Indeed. 99% of Google engineers secretly wish they had the courage and capability to quit and build a company. But what's the next best thing .. go to a forum for entrepreneurs building companies and downplay the community you couldn't get into :) Carry on !
Great idea, you should disengage from Hacker News entirely, and create your own forum called "Corporate Sellouts with 9 to 5 Jobs News" for delusional people who think engineers want to leave their startups and work with a megacorp that ships third rate products.
This conversation proves that you are clueless and arrogant (quote "everything you touched on the Internet today probably used Google technology" smh) and nobody good wants to work with you and that is why you cant build anything competitive in-house.
To the cynics: how would you feel about this change if your great grand parents were slaves, lived in shackles and got whipped regularly and called the person whipping them “master”?
This is correct. The privately run version of this setup Alphabets Project X was wrecked by lousy hiring decisions. Who the heck recruits people like this?

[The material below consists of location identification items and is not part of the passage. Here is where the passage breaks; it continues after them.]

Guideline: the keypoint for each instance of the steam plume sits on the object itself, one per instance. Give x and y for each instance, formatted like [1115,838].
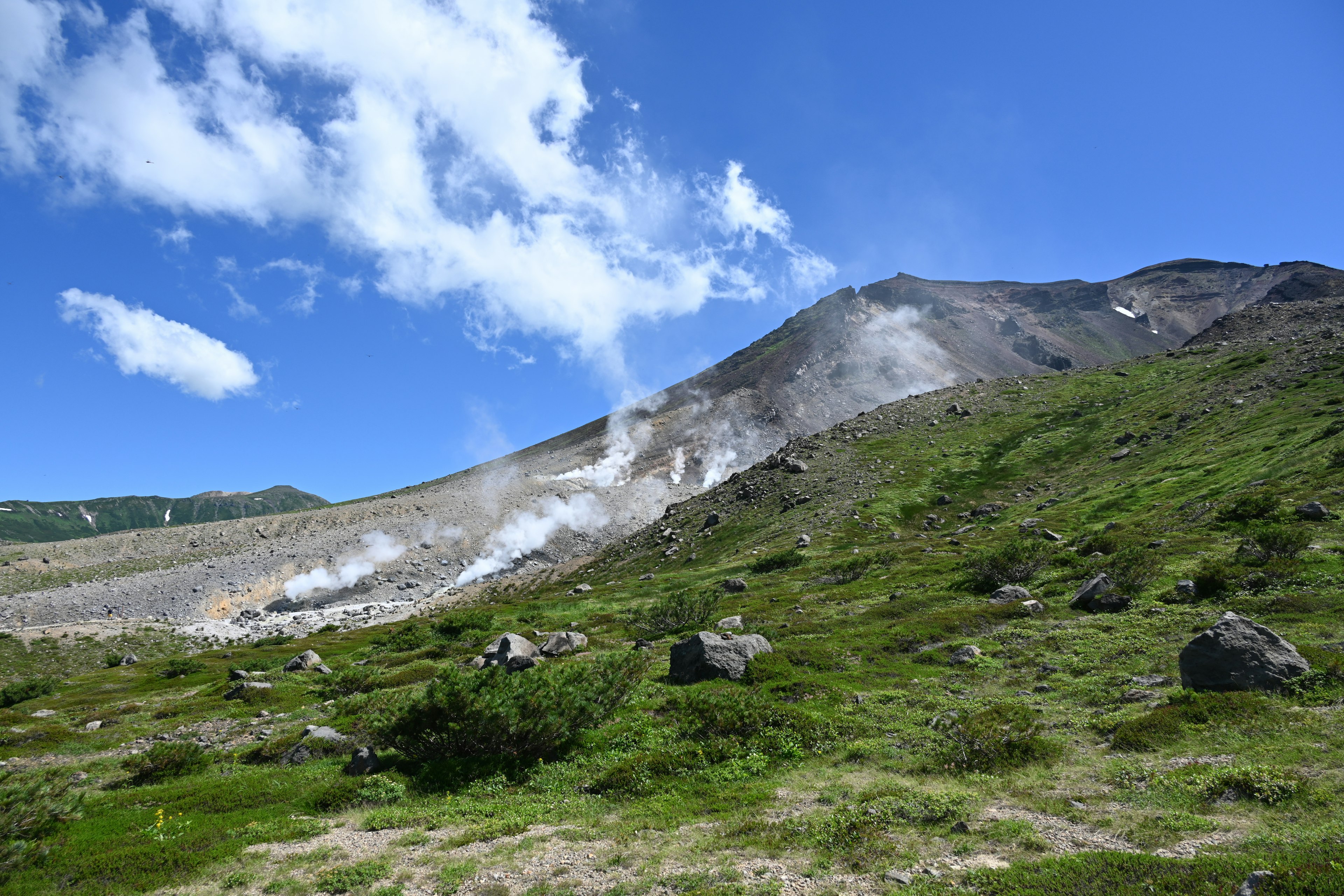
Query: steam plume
[379,547]
[527,532]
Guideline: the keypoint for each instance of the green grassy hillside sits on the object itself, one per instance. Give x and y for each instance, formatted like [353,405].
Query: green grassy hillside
[62,520]
[858,747]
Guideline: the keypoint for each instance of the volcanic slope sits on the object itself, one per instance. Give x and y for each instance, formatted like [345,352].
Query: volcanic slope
[61,520]
[869,749]
[848,352]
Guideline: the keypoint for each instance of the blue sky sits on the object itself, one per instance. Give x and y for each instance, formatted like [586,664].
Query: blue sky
[351,252]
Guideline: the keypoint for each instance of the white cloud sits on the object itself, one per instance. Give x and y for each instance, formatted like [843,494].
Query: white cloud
[146,343]
[437,140]
[179,237]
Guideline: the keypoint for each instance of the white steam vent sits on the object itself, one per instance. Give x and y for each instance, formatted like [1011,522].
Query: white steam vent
[379,547]
[529,531]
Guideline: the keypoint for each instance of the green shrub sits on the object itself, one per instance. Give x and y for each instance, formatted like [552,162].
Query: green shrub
[1275,543]
[777,561]
[167,760]
[848,570]
[1134,569]
[1011,564]
[1160,727]
[530,715]
[27,690]
[347,878]
[182,667]
[1000,737]
[31,813]
[459,622]
[677,612]
[1253,506]
[1214,578]
[381,789]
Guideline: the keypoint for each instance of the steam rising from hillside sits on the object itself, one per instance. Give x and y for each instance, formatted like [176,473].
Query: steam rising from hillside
[527,531]
[379,547]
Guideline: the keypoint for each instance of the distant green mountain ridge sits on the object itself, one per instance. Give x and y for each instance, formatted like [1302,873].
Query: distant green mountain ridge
[64,520]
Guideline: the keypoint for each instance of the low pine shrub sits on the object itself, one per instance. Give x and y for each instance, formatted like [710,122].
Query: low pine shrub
[677,612]
[168,760]
[1134,569]
[1253,506]
[459,622]
[1002,737]
[27,690]
[31,813]
[531,715]
[1011,564]
[1275,543]
[182,667]
[777,561]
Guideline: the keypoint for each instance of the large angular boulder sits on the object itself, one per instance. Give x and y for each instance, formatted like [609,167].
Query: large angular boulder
[1238,655]
[509,647]
[564,643]
[1094,588]
[307,660]
[363,762]
[712,655]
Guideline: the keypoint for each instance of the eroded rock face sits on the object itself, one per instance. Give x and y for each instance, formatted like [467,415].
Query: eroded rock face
[710,655]
[1238,655]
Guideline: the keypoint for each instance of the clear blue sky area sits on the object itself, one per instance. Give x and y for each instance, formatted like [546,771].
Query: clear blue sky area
[396,330]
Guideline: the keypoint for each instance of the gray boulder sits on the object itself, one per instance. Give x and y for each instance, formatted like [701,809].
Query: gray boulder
[243,688]
[1254,883]
[963,655]
[564,643]
[1094,588]
[307,660]
[714,656]
[363,762]
[1010,594]
[1238,655]
[1111,602]
[507,647]
[1314,511]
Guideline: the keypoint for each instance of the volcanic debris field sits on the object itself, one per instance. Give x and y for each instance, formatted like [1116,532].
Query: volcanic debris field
[872,750]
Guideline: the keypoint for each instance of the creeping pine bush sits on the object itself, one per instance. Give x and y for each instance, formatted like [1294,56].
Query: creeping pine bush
[996,738]
[531,715]
[26,690]
[777,561]
[1275,543]
[170,760]
[1254,506]
[1134,569]
[1011,564]
[182,667]
[677,612]
[30,813]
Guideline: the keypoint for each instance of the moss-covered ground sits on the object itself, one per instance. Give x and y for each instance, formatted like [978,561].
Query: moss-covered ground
[857,768]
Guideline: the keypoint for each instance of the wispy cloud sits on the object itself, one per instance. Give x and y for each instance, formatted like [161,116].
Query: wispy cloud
[439,140]
[142,342]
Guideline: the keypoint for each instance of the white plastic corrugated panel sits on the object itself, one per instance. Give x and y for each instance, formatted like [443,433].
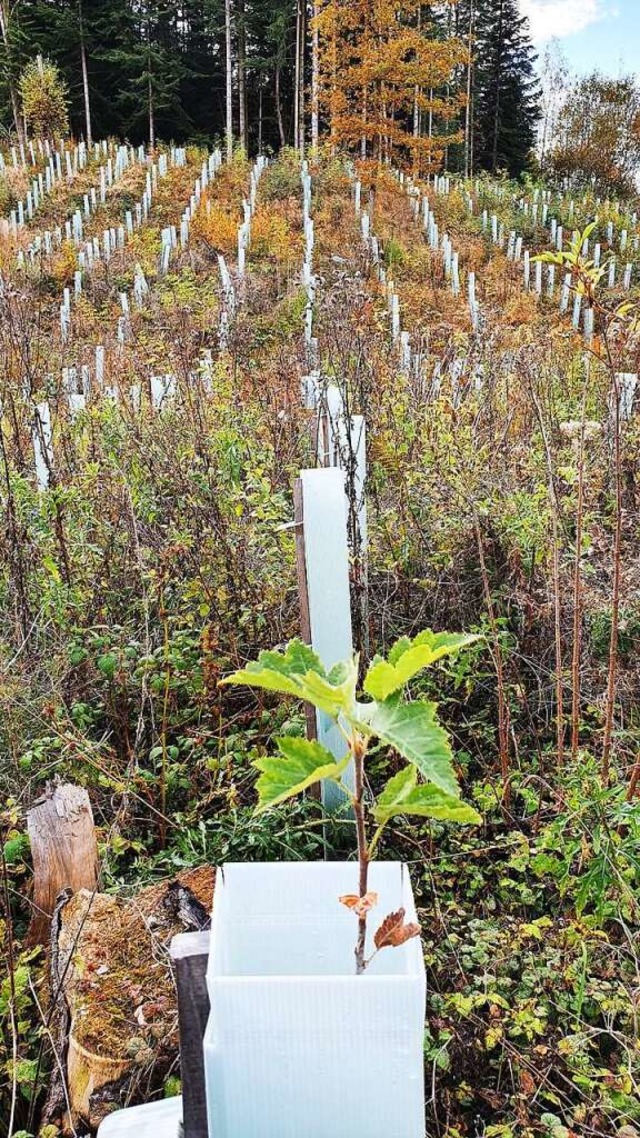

“ As the Times reported, DeVaul, whose title is “director of rapid evaluation and mad science,” told a young female job candidate during a 2013 interview that he was in a polyamorous relationship. Later, when he saw the woman at Burning Man while she was still waiting to hear back about the job, DeVaul asked her if she would take off her shirt for a back massage.”
Based on past threads, I think that a majority of HN views startup funding as competitive, and acknowledges the risks from a lack of funding - some from first hand experience, and that adversity is not evenly distributed among non-minorities, and that for technology product adoption nobody looks at the team just the usefulness, so anything other than a level playing field will be frowned upon here.
I am an immigrant where I live, so i will take the liberty to ask:
- Do the behaviors we have been seeing on television from law enforcement in the US extend to offline business relationships in the US in more subtle ways? For example would a minority with a new product be given a lower preference to demo their stuff at a technology meetup? Would they be passed up for a promotion at work because the boss preferred someone who looked like him?
- Is there a systemic variation in the quality and accessability of human relationships for some groups? (vital for recruiting, selling, partnering, fund raising, launching, ecosystem and user community building). For example would it be harder to sign up beta users for an enterprise product?
Those are the core issues they could face, and they are very real in some places in the UK.
If this is a case, perhaps it is warranted or you will have capable people unable to contribute.